Fascinating post. You made it understandable to the non-crypto experts. I used to cover energy markets, big liquid ones and smaller less liquid ones, physical markets and financial derivative markets, markets on formal exchanges like NYMEX and ICE and over-the-counter markets in which counter-parties dealt directly or via brokers. I thought those markets could get sort of complicated, but they are straightforward and transparent compared to the insider insanity of the daisy-chain crypto “markets.” Wow! I think the reason is that all these firms are trying to build out a financial services industry around pretend currencies that have no inherent value other than money-laundering. Thank you for such fine reporting.

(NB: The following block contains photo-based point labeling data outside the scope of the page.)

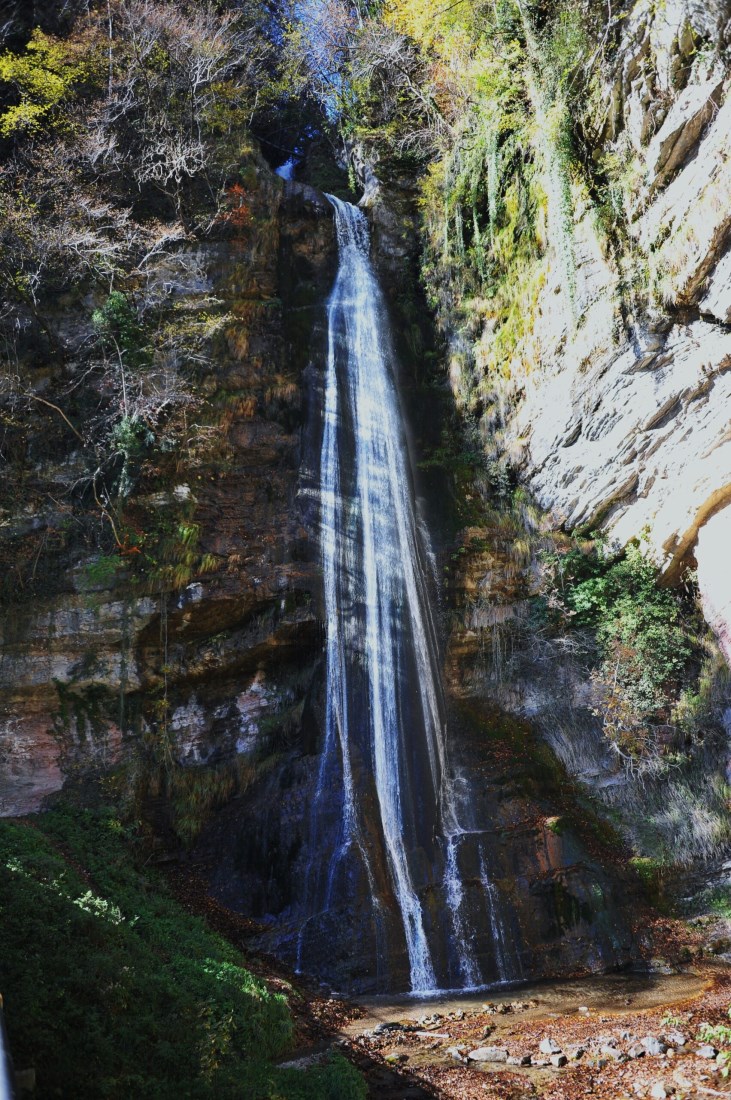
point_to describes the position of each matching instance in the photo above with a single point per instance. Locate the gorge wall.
(178, 658)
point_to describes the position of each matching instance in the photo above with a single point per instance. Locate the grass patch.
(112, 989)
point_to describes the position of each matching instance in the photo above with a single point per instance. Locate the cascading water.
(385, 714)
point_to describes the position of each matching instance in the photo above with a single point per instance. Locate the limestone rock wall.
(86, 669)
(619, 419)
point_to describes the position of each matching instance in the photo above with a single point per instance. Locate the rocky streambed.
(616, 1036)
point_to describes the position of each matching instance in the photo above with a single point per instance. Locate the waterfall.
(384, 711)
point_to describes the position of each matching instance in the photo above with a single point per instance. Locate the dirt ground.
(600, 1026)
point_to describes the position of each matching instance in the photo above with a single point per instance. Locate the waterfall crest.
(384, 712)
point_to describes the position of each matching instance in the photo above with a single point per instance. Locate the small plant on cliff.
(646, 639)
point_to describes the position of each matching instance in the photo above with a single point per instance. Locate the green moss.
(111, 989)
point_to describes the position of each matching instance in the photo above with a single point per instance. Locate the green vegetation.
(43, 78)
(648, 638)
(111, 989)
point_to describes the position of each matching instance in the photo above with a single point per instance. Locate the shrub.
(113, 990)
(646, 639)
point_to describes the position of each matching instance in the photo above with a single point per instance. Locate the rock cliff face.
(621, 417)
(85, 669)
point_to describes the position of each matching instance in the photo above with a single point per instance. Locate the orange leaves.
(236, 212)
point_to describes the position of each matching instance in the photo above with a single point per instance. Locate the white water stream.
(377, 611)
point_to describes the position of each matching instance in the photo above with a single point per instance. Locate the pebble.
(653, 1045)
(488, 1054)
(613, 1054)
(458, 1053)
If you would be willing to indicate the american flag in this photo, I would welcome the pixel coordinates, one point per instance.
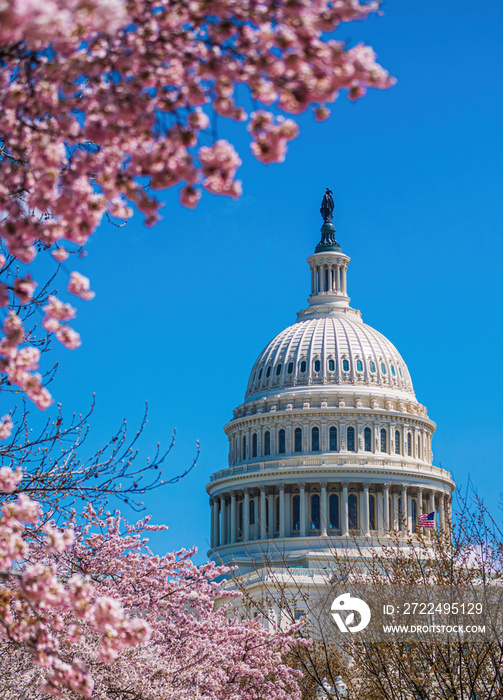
(427, 520)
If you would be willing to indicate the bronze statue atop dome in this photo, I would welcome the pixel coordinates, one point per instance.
(327, 205)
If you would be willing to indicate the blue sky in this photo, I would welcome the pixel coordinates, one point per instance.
(182, 310)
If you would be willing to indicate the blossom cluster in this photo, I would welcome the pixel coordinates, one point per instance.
(99, 97)
(42, 607)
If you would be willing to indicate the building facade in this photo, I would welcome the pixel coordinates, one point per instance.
(330, 447)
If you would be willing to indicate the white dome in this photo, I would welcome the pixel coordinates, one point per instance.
(337, 349)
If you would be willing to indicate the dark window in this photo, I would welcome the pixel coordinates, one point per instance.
(351, 439)
(384, 440)
(332, 435)
(281, 441)
(352, 511)
(267, 443)
(298, 440)
(397, 442)
(372, 512)
(315, 512)
(295, 512)
(367, 437)
(334, 511)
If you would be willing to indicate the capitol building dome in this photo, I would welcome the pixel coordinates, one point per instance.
(330, 447)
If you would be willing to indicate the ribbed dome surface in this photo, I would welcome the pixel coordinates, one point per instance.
(337, 349)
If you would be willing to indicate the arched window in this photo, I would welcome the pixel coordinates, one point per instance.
(281, 441)
(332, 436)
(384, 440)
(351, 439)
(353, 511)
(298, 440)
(397, 442)
(267, 443)
(372, 512)
(315, 512)
(296, 512)
(252, 512)
(367, 438)
(333, 512)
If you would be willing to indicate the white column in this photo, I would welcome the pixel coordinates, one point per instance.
(403, 514)
(246, 516)
(233, 517)
(344, 510)
(223, 524)
(386, 508)
(214, 523)
(323, 509)
(263, 524)
(366, 511)
(302, 511)
(272, 524)
(282, 510)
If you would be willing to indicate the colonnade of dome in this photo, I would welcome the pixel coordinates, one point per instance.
(330, 445)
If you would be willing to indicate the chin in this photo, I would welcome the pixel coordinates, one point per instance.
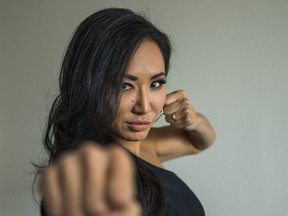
(136, 136)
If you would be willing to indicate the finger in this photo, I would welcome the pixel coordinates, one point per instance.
(50, 189)
(95, 164)
(121, 189)
(171, 108)
(174, 96)
(70, 182)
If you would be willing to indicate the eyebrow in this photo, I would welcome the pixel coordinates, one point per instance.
(134, 78)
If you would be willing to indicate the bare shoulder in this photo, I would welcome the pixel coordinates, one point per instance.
(169, 143)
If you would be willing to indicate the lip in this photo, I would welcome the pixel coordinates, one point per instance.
(139, 125)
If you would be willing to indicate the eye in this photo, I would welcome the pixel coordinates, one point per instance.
(126, 86)
(158, 84)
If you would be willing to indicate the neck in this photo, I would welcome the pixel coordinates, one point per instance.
(132, 146)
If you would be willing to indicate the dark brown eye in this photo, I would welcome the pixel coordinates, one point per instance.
(158, 84)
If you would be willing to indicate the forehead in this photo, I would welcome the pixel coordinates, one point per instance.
(147, 60)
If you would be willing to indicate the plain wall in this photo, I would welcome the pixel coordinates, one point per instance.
(230, 56)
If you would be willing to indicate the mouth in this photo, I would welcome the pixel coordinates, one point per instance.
(138, 126)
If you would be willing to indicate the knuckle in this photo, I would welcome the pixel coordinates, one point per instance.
(182, 93)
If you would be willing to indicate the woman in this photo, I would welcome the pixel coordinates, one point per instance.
(112, 89)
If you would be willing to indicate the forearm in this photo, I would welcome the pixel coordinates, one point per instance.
(203, 134)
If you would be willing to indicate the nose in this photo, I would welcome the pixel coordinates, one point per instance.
(142, 104)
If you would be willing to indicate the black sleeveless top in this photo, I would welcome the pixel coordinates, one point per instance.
(180, 200)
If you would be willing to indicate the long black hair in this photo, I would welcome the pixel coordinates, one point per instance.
(90, 84)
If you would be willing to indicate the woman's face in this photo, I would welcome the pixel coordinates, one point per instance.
(143, 94)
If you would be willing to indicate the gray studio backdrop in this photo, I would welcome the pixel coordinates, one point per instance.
(230, 56)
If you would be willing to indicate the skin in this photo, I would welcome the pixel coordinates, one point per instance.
(94, 181)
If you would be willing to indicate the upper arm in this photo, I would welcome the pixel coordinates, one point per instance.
(170, 143)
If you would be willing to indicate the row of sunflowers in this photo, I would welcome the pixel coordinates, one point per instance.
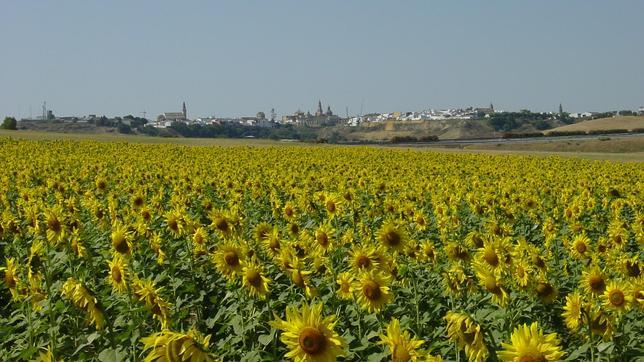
(117, 251)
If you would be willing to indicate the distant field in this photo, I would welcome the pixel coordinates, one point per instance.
(608, 145)
(631, 149)
(114, 137)
(622, 122)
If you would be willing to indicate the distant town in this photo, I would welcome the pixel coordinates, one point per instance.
(320, 118)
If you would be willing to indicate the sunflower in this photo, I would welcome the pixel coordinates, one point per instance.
(324, 235)
(223, 222)
(392, 236)
(546, 291)
(11, 276)
(593, 281)
(344, 281)
(580, 246)
(428, 251)
(288, 211)
(402, 346)
(573, 311)
(467, 334)
(491, 282)
(175, 223)
(254, 280)
(528, 343)
(76, 292)
(522, 273)
(332, 203)
(372, 290)
(76, 245)
(55, 226)
(272, 242)
(617, 297)
(363, 258)
(601, 324)
(229, 258)
(175, 346)
(309, 336)
(118, 273)
(262, 231)
(120, 238)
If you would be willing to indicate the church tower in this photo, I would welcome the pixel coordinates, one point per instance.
(319, 112)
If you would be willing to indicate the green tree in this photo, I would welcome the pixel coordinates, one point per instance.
(10, 123)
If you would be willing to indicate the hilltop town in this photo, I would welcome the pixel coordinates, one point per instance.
(325, 125)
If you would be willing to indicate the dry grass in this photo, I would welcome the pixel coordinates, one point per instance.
(597, 153)
(621, 122)
(110, 137)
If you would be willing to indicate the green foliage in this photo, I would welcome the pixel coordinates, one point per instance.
(10, 123)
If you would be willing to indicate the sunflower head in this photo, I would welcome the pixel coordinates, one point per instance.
(254, 280)
(617, 297)
(528, 343)
(344, 281)
(229, 258)
(118, 273)
(120, 239)
(392, 236)
(593, 281)
(401, 345)
(175, 346)
(372, 290)
(308, 335)
(573, 311)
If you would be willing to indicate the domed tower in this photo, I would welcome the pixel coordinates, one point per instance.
(319, 112)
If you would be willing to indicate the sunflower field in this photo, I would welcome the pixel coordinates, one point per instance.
(128, 252)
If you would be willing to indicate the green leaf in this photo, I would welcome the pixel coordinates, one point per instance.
(111, 355)
(265, 339)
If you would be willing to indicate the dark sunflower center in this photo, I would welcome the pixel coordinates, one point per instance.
(400, 354)
(231, 258)
(363, 261)
(294, 228)
(116, 274)
(597, 284)
(138, 201)
(9, 279)
(323, 239)
(545, 290)
(54, 225)
(312, 341)
(254, 278)
(531, 358)
(392, 238)
(221, 224)
(633, 269)
(491, 257)
(616, 298)
(371, 290)
(581, 247)
(330, 206)
(120, 244)
(492, 287)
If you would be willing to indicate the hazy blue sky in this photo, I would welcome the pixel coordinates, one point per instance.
(239, 57)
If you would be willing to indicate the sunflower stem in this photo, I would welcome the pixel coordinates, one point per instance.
(52, 335)
(590, 338)
(419, 330)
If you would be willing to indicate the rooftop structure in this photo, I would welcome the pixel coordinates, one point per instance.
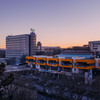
(18, 45)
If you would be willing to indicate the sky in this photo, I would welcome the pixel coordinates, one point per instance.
(63, 23)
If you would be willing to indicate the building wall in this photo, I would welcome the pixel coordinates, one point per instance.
(94, 46)
(20, 44)
(32, 44)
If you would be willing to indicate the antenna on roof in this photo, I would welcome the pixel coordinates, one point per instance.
(32, 30)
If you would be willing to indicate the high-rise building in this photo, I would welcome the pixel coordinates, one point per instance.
(94, 46)
(18, 45)
(39, 46)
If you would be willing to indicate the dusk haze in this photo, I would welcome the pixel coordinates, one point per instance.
(63, 23)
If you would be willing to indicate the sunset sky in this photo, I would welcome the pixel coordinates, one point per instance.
(62, 23)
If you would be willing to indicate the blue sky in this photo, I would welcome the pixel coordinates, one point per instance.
(62, 23)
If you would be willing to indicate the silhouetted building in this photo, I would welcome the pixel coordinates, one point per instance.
(51, 50)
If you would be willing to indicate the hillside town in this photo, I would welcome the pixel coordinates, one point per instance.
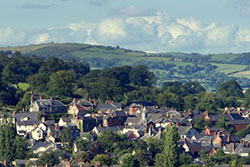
(138, 121)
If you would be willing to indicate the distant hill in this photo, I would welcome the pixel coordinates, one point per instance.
(207, 69)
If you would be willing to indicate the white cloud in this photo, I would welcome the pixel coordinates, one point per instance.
(159, 33)
(42, 38)
(97, 2)
(9, 36)
(132, 11)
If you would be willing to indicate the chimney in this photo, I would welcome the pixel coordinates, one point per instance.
(189, 111)
(150, 131)
(97, 164)
(43, 119)
(184, 113)
(32, 99)
(56, 126)
(228, 138)
(74, 100)
(233, 147)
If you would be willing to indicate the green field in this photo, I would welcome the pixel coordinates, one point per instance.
(226, 57)
(120, 56)
(229, 68)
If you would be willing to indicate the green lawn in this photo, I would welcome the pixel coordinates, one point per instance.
(229, 68)
(23, 86)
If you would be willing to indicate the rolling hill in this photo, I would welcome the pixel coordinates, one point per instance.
(208, 69)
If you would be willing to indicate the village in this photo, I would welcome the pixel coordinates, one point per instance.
(138, 121)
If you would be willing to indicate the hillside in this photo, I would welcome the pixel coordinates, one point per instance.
(207, 69)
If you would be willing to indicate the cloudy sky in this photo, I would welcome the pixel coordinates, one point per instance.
(205, 26)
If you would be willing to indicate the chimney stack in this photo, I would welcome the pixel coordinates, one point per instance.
(228, 138)
(233, 147)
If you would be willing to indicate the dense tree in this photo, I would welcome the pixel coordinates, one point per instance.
(108, 140)
(171, 100)
(19, 68)
(170, 155)
(83, 144)
(129, 161)
(194, 88)
(38, 82)
(52, 65)
(49, 158)
(141, 76)
(61, 83)
(103, 159)
(66, 139)
(11, 145)
(230, 88)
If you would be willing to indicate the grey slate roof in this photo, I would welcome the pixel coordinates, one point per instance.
(247, 138)
(41, 144)
(31, 118)
(47, 102)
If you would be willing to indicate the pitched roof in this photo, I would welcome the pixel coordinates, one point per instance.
(184, 129)
(41, 144)
(27, 118)
(48, 102)
(109, 106)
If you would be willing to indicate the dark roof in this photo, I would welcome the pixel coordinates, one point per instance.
(236, 117)
(184, 129)
(239, 122)
(66, 119)
(118, 114)
(113, 129)
(109, 106)
(84, 102)
(41, 144)
(27, 118)
(50, 122)
(47, 102)
(194, 147)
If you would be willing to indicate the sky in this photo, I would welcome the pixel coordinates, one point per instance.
(203, 26)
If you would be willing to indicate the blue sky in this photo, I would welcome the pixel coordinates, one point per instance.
(205, 26)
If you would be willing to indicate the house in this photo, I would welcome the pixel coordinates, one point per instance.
(40, 132)
(239, 124)
(97, 130)
(85, 123)
(214, 131)
(141, 118)
(236, 148)
(89, 104)
(114, 118)
(64, 121)
(48, 106)
(41, 147)
(133, 108)
(192, 147)
(26, 122)
(76, 109)
(108, 107)
(187, 132)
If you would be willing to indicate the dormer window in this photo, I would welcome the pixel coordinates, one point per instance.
(24, 119)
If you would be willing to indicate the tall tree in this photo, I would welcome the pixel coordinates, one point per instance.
(230, 88)
(61, 83)
(170, 155)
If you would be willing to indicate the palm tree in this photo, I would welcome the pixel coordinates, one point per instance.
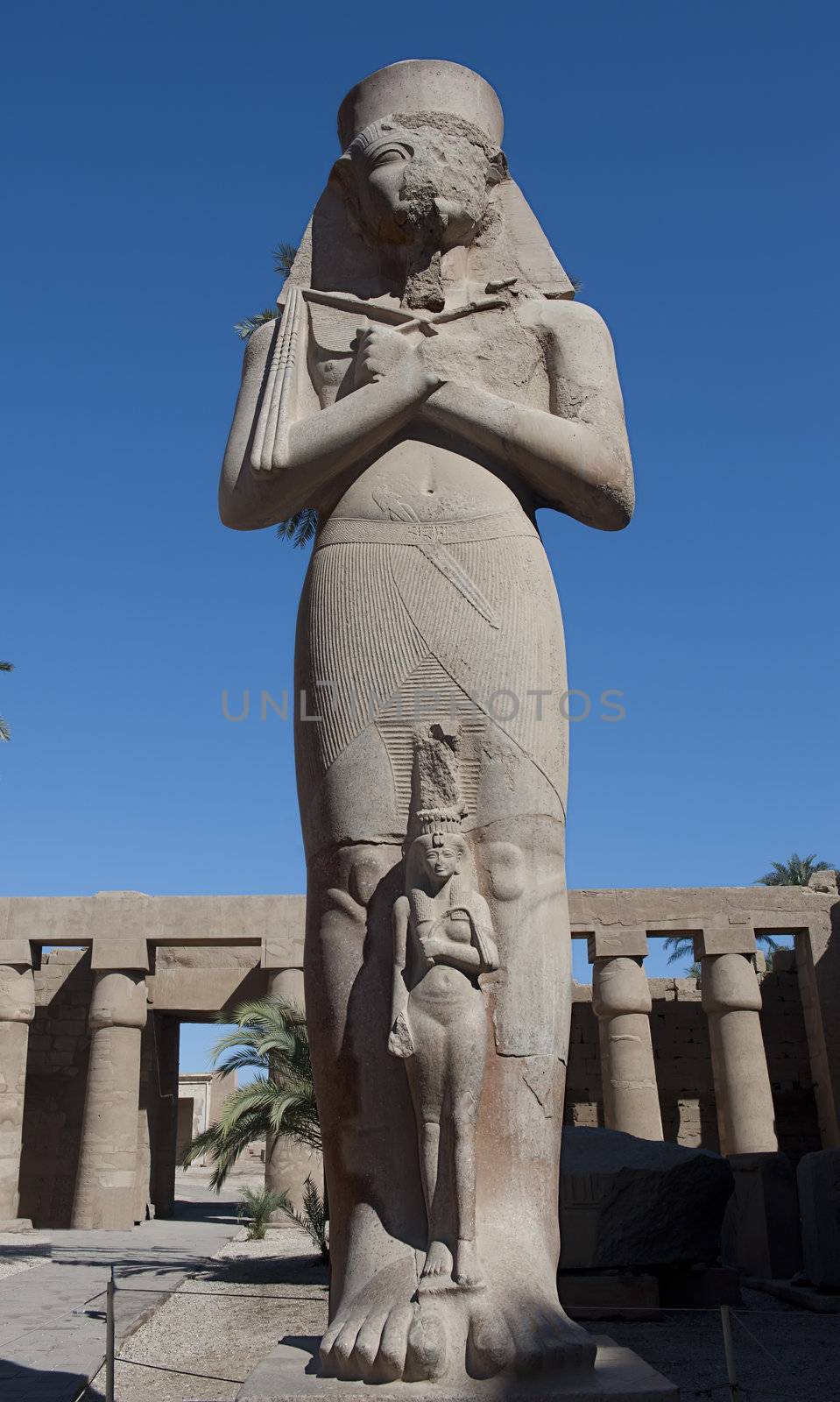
(4, 731)
(797, 871)
(271, 1039)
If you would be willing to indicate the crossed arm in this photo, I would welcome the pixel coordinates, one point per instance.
(575, 456)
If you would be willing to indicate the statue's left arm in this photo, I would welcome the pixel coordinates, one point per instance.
(575, 456)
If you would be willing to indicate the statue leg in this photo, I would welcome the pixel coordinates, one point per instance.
(378, 1331)
(427, 1077)
(518, 1322)
(467, 1058)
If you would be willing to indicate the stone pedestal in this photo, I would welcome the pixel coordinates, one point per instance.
(762, 1224)
(618, 1374)
(818, 1178)
(732, 1002)
(622, 1002)
(18, 1009)
(107, 1160)
(286, 1164)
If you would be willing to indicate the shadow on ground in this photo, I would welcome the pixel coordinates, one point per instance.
(35, 1384)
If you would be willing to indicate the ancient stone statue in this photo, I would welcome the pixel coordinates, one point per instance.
(429, 385)
(443, 939)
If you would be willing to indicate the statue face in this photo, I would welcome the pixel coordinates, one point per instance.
(441, 855)
(421, 188)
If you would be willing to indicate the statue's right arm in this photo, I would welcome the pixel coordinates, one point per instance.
(314, 449)
(400, 931)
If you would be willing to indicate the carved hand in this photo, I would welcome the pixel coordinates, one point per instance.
(378, 350)
(400, 1039)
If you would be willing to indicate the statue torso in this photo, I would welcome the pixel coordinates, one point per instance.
(420, 476)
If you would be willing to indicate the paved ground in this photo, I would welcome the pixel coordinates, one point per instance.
(53, 1325)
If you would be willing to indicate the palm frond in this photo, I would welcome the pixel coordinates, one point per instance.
(243, 1060)
(313, 1219)
(300, 528)
(258, 1206)
(679, 946)
(284, 257)
(797, 871)
(245, 329)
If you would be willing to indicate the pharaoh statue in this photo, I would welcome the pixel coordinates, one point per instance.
(429, 385)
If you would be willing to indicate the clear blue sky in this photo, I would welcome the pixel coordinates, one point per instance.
(681, 160)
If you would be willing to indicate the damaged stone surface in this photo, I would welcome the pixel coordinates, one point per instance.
(632, 1202)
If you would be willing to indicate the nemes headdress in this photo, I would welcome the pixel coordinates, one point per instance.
(334, 258)
(421, 86)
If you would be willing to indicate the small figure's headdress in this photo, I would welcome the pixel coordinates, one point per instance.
(436, 794)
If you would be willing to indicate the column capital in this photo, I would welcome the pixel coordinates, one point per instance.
(118, 1000)
(18, 985)
(16, 952)
(620, 986)
(613, 941)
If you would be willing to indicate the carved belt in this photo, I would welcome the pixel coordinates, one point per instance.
(351, 530)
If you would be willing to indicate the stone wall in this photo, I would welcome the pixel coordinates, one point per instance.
(56, 1074)
(53, 1105)
(681, 1056)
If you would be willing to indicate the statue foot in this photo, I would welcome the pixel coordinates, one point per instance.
(436, 1273)
(371, 1343)
(467, 1268)
(512, 1332)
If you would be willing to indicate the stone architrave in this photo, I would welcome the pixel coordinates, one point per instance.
(18, 1009)
(732, 1002)
(429, 383)
(622, 1002)
(107, 1168)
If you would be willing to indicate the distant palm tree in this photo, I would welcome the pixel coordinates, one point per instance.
(302, 526)
(797, 871)
(271, 1039)
(4, 731)
(681, 946)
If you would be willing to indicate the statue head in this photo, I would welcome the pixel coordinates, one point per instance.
(422, 198)
(421, 158)
(441, 855)
(420, 180)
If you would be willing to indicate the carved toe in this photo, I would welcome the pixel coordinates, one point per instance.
(368, 1342)
(490, 1343)
(425, 1356)
(390, 1363)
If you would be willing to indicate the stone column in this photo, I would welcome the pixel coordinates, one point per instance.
(622, 1002)
(732, 1002)
(18, 1009)
(286, 1164)
(107, 1160)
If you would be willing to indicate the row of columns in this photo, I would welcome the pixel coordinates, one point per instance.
(731, 1002)
(622, 1002)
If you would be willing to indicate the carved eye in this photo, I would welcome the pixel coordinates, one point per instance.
(389, 158)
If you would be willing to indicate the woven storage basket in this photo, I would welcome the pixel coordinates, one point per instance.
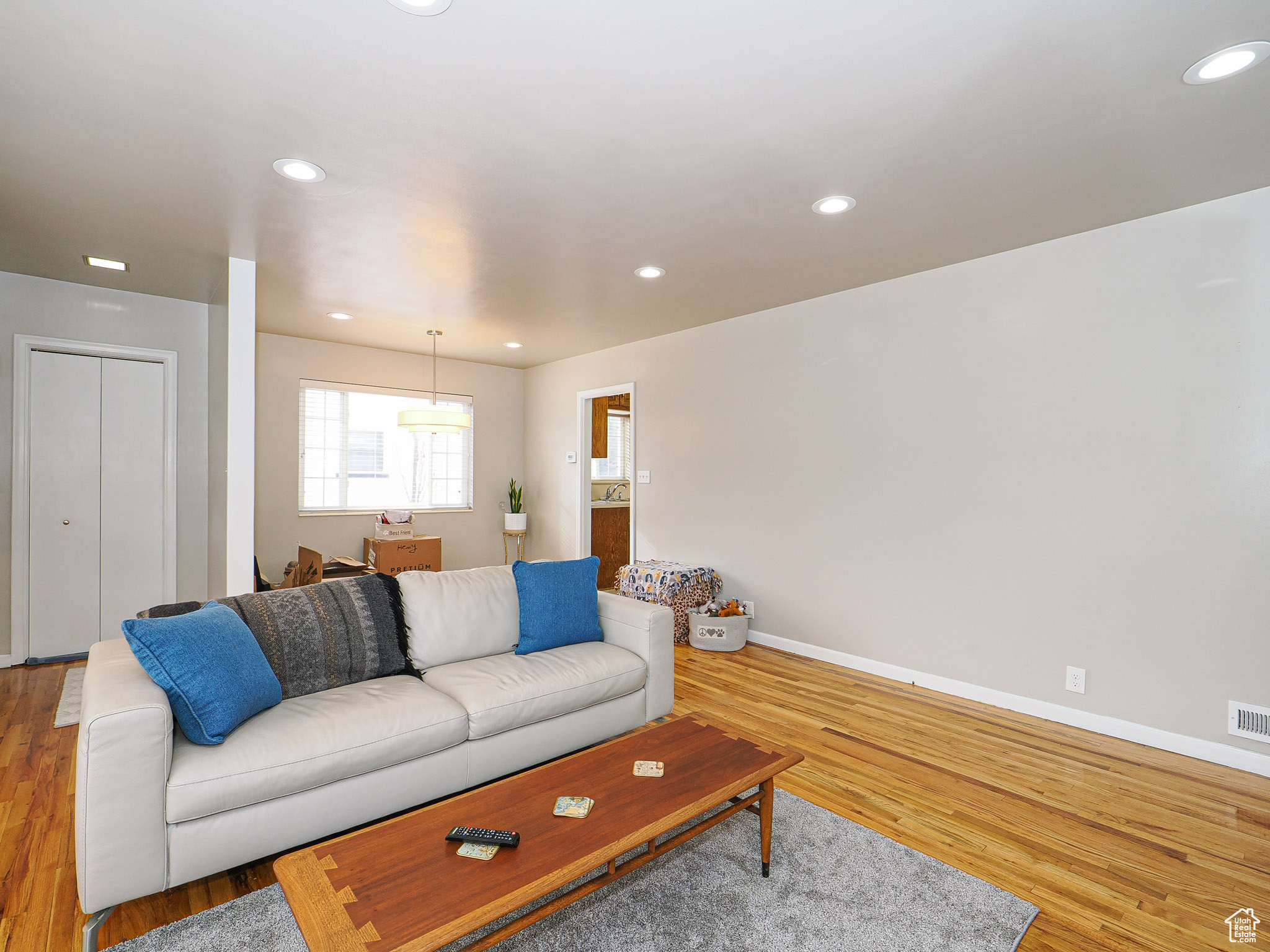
(718, 633)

Surely this is economic science fiction. Surely structure, conduct and performance of markets can be described in simple terms. Surely, these crypto dealings take place in a perfect market. Surely, I can understand some of this given my career in academic economics. I admire your comprehension of the crypto ecosystem, Molly, and thank you for dangling bits of grist for me to chew on. .... An article in the Salt Lake Tribune: Q: Why is it that Mormons get sucked into financial traps laid by fellow Mormons? A: People trust people with whom you have an affinity, shared values. Likewise, who sells us on fake currencies? People we admire, movie stars, a few politicians, ... The structure, conduct and performance of crypto markets is too challenging for me. More power to Molly. Power and patience. PS: Who among our bureaucrats is able to devise regulation of crypto? If no one, or if we can't avoid corruption, my preference is to simply ban crypto.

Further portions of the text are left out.